The Optimizer takes the viewer through a series of tests to set contrast and color. For example, eight white boxes that range from pure white to gray are used to set black and white levels. If you can see all eight boxes just fine, you’re in luck and can move on. If not, you should reduce your contrast settings until you can.
To configure color and tint, you don the THX Optimizer glasses and try to balance the brightness of individual letters displayed on screen. When the blue C-L-R of COLOR are the same brightness as the two white O’s, it’s calibrated. The same is done with cyan and magenta in the word TINT.
Although the THX Optimizer is a fine calibration tool, it adjusts the HDTV for ideal viewing only in the room with the TV; if you move the TV, you may need to recalibrate.
A number of companies sell similar calibration software on DVD, most of which you can find in an electronics store. Monster sells the HDTV Calibration Wizard for about $30. Digital Video Essentials’ High Definition costs about $35. The Avia II does more of the same for $40.

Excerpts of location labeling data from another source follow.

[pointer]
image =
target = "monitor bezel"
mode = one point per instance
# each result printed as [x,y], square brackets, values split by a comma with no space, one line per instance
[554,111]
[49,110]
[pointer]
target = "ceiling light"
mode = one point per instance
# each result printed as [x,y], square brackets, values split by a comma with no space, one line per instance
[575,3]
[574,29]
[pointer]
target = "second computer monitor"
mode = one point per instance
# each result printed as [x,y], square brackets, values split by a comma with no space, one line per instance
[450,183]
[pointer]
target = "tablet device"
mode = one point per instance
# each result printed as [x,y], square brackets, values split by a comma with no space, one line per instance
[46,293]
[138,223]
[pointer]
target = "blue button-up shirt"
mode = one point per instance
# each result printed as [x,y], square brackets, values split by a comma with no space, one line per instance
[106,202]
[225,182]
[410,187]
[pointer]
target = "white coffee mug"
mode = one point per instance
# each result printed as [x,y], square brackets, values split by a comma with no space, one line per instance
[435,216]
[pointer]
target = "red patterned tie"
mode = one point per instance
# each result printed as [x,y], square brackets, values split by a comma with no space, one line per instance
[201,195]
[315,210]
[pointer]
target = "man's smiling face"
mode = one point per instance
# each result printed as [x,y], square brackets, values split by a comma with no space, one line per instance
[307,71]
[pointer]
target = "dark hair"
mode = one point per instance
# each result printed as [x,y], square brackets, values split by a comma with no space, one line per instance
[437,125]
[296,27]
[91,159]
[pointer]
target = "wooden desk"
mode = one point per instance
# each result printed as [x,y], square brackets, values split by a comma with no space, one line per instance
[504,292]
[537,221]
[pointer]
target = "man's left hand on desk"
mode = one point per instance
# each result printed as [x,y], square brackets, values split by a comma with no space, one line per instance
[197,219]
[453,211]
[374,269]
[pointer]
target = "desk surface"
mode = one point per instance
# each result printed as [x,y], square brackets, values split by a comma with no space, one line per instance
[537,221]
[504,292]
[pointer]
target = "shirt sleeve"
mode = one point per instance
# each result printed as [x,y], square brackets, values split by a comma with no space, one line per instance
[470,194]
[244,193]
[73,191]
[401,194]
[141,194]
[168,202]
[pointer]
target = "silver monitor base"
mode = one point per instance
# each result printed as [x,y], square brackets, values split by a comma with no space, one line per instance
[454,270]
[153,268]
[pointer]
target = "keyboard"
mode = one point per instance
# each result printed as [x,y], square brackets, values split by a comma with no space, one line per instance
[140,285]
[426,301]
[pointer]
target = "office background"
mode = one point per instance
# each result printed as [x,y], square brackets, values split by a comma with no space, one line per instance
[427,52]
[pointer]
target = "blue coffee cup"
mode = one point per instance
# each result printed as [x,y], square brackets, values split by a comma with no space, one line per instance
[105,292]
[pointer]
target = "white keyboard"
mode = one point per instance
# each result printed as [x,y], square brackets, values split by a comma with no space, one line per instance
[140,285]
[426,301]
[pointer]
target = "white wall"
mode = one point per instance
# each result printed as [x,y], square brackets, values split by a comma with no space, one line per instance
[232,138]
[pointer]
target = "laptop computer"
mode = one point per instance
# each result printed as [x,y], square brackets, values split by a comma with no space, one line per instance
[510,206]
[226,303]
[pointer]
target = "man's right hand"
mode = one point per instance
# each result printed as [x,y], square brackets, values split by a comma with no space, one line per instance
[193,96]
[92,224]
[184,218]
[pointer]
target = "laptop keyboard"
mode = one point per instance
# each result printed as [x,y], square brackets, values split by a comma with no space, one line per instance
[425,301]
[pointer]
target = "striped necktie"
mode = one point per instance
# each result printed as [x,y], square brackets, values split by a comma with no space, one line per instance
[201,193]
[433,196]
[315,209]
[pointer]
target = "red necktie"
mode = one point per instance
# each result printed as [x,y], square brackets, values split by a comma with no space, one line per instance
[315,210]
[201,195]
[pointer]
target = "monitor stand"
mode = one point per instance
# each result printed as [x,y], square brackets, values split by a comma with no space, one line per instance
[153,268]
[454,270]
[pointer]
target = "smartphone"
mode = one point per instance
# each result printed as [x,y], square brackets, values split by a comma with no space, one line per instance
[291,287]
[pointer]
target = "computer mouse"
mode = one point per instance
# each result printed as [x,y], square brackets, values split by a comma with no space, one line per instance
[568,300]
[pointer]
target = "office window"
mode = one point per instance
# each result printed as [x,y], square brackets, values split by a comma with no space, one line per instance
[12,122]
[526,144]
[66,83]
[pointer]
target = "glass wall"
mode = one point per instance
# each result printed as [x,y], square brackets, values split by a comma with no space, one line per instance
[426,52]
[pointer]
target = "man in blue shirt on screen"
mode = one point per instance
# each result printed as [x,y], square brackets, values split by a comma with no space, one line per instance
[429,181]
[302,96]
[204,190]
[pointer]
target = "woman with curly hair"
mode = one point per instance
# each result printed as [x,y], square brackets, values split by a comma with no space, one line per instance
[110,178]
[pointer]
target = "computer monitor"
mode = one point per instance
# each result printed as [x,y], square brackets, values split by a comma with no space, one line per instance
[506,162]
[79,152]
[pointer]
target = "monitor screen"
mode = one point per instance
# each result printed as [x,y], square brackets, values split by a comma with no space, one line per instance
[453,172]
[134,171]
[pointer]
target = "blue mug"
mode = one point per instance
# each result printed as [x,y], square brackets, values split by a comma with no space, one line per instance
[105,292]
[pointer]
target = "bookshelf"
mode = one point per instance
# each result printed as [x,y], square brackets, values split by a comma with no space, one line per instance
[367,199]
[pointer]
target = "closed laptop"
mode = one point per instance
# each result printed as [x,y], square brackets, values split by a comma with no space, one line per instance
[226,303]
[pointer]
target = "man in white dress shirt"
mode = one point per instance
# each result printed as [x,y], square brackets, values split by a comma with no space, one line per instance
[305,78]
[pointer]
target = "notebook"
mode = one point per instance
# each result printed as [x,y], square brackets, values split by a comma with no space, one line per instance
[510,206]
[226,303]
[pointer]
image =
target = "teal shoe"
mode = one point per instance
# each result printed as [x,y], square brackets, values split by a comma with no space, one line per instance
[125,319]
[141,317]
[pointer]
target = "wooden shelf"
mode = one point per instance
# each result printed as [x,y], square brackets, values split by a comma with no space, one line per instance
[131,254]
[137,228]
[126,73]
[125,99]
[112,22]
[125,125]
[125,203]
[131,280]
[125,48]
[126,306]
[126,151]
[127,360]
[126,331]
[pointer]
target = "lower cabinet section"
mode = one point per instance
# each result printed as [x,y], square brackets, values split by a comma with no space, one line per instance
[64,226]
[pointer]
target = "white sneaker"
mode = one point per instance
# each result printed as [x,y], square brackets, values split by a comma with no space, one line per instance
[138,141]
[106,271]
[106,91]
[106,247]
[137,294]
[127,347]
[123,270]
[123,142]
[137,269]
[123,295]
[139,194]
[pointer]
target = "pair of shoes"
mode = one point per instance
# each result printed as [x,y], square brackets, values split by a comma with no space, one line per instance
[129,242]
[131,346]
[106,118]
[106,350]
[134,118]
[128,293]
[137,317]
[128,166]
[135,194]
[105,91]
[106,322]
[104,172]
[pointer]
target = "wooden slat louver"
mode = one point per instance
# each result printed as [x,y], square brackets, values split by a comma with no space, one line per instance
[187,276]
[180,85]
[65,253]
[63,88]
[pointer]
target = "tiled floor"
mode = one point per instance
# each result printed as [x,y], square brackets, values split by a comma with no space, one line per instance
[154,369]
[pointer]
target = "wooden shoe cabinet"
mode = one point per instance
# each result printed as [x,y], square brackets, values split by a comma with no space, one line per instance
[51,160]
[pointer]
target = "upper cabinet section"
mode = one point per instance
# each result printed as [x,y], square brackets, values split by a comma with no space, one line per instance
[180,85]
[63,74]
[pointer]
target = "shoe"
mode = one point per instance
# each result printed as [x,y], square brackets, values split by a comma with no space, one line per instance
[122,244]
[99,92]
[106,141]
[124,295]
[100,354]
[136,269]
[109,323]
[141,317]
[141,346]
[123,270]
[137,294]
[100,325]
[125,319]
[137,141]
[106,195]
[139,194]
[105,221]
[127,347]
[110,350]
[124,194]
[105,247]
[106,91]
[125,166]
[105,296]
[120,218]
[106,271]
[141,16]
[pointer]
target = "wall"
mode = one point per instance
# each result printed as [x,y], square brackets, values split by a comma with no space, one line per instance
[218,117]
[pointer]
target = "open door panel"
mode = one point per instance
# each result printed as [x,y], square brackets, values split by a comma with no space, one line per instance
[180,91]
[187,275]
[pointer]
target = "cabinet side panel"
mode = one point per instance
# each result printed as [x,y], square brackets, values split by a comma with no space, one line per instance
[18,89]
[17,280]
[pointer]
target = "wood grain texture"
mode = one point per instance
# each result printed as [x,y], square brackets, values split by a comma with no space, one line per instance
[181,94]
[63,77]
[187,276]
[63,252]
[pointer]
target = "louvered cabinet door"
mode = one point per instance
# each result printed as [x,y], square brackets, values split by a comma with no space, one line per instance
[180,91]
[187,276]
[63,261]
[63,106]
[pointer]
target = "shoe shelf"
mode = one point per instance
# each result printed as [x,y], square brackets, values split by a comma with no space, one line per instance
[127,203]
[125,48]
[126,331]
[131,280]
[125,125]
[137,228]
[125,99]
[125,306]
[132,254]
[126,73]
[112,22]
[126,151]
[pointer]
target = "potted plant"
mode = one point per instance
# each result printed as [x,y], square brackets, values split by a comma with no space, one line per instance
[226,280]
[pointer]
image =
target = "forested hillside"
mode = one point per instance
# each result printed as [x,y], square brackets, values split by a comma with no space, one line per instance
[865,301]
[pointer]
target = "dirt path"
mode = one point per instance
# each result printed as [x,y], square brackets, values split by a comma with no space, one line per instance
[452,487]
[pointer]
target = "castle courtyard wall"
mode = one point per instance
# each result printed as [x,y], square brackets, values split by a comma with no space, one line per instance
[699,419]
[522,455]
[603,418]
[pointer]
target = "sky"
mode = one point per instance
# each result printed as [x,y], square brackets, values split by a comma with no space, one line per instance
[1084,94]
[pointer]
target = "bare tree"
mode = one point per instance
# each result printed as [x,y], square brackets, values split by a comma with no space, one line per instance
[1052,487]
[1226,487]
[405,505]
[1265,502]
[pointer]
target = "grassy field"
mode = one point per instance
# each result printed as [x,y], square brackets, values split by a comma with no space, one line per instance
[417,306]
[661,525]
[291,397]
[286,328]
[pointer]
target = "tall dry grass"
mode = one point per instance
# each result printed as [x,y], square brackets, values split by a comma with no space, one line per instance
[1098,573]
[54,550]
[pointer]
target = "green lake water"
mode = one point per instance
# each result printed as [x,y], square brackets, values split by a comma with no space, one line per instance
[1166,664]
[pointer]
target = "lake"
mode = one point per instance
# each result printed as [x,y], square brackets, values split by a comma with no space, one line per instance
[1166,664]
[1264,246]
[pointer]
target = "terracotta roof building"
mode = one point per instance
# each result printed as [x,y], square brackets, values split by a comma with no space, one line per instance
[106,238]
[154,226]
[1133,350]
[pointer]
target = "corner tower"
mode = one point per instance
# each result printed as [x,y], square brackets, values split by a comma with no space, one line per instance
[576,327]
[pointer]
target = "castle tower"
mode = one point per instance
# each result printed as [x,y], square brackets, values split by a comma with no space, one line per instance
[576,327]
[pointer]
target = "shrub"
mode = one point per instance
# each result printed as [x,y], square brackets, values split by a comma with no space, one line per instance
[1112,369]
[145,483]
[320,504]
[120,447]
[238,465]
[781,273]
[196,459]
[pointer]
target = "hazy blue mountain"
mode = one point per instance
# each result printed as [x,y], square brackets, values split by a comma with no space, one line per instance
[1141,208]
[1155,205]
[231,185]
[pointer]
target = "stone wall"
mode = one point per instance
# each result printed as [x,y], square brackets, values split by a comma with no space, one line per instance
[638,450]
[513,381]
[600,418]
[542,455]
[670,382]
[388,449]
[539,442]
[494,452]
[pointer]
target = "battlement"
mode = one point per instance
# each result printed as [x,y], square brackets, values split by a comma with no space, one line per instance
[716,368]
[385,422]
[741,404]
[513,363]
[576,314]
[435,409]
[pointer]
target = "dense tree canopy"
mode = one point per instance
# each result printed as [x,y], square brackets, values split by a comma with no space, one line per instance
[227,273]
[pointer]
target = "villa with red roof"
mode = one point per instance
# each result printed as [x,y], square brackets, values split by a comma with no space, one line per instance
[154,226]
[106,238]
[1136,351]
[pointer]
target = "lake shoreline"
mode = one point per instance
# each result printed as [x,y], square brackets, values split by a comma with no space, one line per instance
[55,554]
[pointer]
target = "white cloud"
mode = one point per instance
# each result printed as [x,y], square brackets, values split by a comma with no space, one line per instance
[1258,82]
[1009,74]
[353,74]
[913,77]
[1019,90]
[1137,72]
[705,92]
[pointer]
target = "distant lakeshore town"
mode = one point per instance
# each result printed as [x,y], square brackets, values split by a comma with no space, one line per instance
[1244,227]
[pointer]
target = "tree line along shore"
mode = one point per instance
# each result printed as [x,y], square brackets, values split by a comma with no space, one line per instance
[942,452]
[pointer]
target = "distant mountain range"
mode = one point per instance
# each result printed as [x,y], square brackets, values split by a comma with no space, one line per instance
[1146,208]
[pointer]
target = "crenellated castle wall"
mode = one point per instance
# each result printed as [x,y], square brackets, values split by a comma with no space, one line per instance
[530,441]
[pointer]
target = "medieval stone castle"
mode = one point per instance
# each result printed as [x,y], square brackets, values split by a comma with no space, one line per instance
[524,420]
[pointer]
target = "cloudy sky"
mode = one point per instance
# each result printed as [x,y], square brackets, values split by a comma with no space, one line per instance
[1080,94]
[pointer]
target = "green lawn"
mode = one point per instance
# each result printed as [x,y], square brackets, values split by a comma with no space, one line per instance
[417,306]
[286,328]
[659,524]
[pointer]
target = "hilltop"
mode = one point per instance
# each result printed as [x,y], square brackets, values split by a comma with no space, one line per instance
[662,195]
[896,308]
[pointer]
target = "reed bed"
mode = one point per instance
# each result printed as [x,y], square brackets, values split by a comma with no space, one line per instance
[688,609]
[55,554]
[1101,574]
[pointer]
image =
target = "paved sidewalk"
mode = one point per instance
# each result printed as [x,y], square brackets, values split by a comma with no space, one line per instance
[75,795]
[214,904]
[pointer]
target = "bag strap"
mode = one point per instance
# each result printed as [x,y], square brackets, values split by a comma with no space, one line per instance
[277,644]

You could also try to do what the professionals do, though that entails investing in some equipment that will be used infrequently. Datacolor sells a $229 calibration device called the SpyderTV. The color-monitoring device connects to your screen with the help of suction cups and transmits information from your screen to your computer through a U.S.B. cable to tell you how to adjust the contrast, brightness and color levels.
A professional using this kind of tool can get an even better picture by tweaking a hidden service menu in the TV set that must be unlocked by a combination of codes or remote button presses. (It varies from one manufacturer to another)
The service menu gives the technician — or the TV owner if you can uncover the codes — greater control over settings, like individual red, green and blue changes. The codes are not secret. You can find them by typing the name of the manufacturer and the words “service menu” into a Google search. But be warned: fiddling with the service menu without a diagnostic tool like SpyderTV is risky.
It could make that leopard on the nature program change its spots.